An attacker minted 1,000 eBTC on Monad late Monday, worth about $77 million at spot, then converted roughly $870,000 of that into real WBTC and bridged it off the chain. The rest — nearly $76 million in minted eBTC — is still sitting in the exploiter's wallet, unable to be moved because Monad's lending pools and DEXs don't have enough depth to absorb it.
The exploit mechanics
The attacker didn't break any DeFi math or oracle logic. They simply gave themselves DEFAULT_ADMIN_ROLE, then MINTER_ROLE, and minted the eBTC directly to their address. That's a privileged-role failure — someone with access to the admin key, or a misconfigured contract, handed the attacker the keys to the minting function.
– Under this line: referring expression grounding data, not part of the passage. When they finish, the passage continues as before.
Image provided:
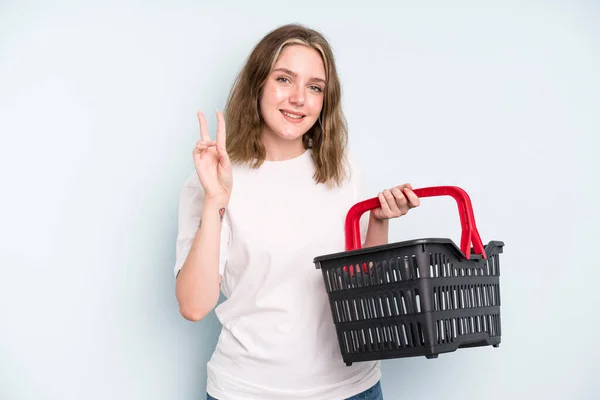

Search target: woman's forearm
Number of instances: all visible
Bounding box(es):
[175,197,228,321]
[363,213,389,248]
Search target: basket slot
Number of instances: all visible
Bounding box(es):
[332,288,425,325]
[357,264,368,287]
[368,296,377,319]
[383,325,392,350]
[407,289,417,314]
[357,296,366,320]
[333,300,341,322]
[412,256,420,279]
[342,299,352,322]
[470,285,475,308]
[490,254,497,276]
[394,257,405,280]
[364,297,372,319]
[340,322,427,356]
[436,318,452,344]
[326,268,338,291]
[396,255,418,281]
[332,268,340,291]
[382,260,391,284]
[429,252,456,278]
[343,331,351,354]
[433,284,500,311]
[383,292,392,317]
[391,292,401,316]
[399,292,407,315]
[483,285,489,307]
[437,313,501,344]
[468,286,474,308]
[342,299,349,322]
[375,261,384,284]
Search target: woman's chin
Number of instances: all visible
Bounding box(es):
[269,128,307,142]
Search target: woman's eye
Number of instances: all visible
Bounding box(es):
[276,77,290,83]
[310,86,323,93]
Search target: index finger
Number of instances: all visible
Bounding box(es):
[197,111,210,142]
[216,110,227,147]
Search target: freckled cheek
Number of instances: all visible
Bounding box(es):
[268,86,289,104]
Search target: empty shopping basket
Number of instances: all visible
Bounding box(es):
[313,186,504,366]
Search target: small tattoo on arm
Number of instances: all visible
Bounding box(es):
[219,207,225,222]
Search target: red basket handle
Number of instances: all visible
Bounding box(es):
[344,186,486,260]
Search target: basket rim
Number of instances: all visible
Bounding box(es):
[313,238,504,265]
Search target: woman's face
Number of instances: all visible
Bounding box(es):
[259,44,326,143]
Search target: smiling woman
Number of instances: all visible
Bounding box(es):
[173,23,420,400]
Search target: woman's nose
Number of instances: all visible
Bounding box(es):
[289,85,305,106]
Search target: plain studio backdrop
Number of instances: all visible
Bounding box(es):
[1,1,598,399]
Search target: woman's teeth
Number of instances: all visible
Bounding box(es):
[282,111,303,119]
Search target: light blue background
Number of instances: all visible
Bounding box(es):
[1,1,598,399]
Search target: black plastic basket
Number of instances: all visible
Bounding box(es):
[314,186,504,366]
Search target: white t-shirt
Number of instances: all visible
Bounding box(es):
[174,149,381,400]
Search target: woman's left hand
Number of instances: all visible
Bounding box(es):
[372,184,420,220]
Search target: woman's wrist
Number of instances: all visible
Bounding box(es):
[203,196,229,223]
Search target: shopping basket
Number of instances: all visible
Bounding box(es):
[313,186,504,366]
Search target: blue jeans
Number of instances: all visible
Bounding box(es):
[206,380,383,400]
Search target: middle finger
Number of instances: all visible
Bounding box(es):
[384,189,402,215]
[391,187,408,212]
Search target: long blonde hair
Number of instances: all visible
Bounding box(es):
[224,24,348,187]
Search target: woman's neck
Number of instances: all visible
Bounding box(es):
[261,130,306,161]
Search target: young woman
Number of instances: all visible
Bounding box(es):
[174,24,420,400]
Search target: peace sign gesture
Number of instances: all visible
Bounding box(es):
[193,111,233,202]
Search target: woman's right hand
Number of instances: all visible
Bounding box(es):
[193,110,233,202]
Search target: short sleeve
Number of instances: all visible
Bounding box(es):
[347,152,370,245]
[173,172,230,278]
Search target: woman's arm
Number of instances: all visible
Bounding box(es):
[363,213,389,248]
[176,110,232,322]
[175,197,228,322]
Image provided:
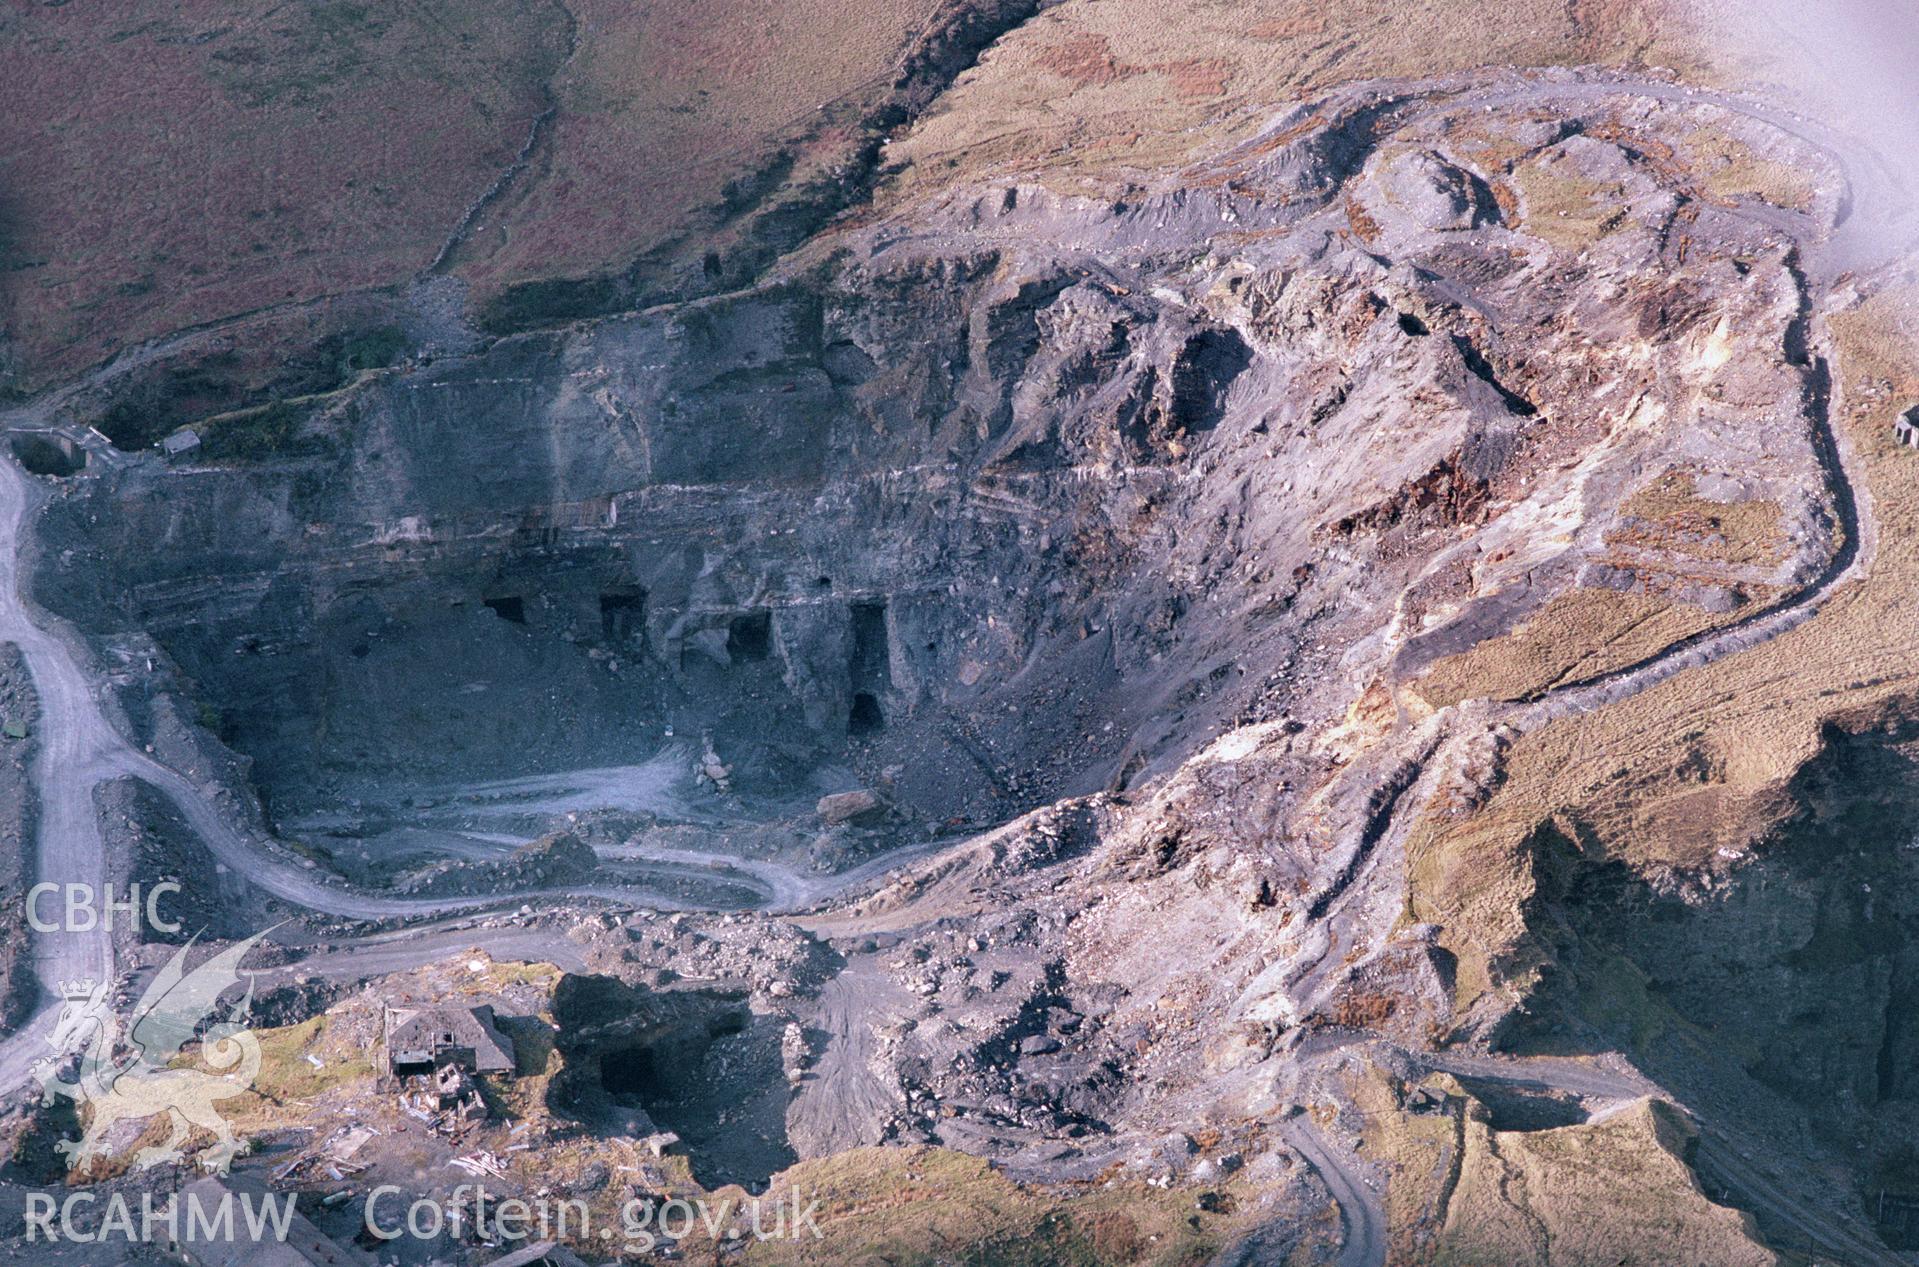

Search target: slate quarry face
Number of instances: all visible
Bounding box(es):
[39,76,1834,860]
[17,55,1912,1257]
From there, they deposited about 45 eBTC as collateral on Curvance, borrowed ~11.296 WBTC, and bridged it off Monad. A clean, fast exit for that slice. The rest couldn't follow because Monad's liquidity stacks are still thin — the chain only opened to deployments earlier this year.
Familiar pattern
The role-abuse angle looks a lot like two recent hits. Resolv's USR exploit in March and KelpDAO's rsETH exploit in April both involved someone obtaining DEFAULT_ADMIN_ROLE and minting tokens they weren't supposed to. The realized loss here is roughly 30× smaller than Resolv and over 250× smaller than KelpDAO, but the playbook is the same.
Monad co-founder @keoneHD acknowledged the incident on X, saying the team and external security researchers are investigating. He didn't offer specifics on how the attacker got the role.
Unanswered questions
The root cause is still unknown. Could be a compromised admin key, a deployment misconfiguration, or a contract-level bug. Echo Protocol — the Bitcoin liquidity and yield project behind eBTC — hasn't published a statement. Neither has Curvance, the omnichain lending protocol that the attacker used to bridge out the WBTC.
Who held the DEFAULT_ADMIN_ROLE on the eBTC contract? That's the question that needs answering. If it was a single multisig signer, that's a procedural failure. If it was the contract itself, that's a code bug. Either way, the silence from Echo and Curvance isn't helping.
What's left on the table
The attacker's wallet still holds ~99% of the minted eBTC — about $76 million. It's not going anywhere soon. Monad's lending and DEX depth simply can't absorb a sell that size without cratering the price. The exploiter effectively turned their loot into a illiquid bag.
That might give the team some time to figure out a freeze or a recovery path, but only if they can trace the original admin compromise. Until that's clear, $76 million in eBTC is just sitting there, waiting.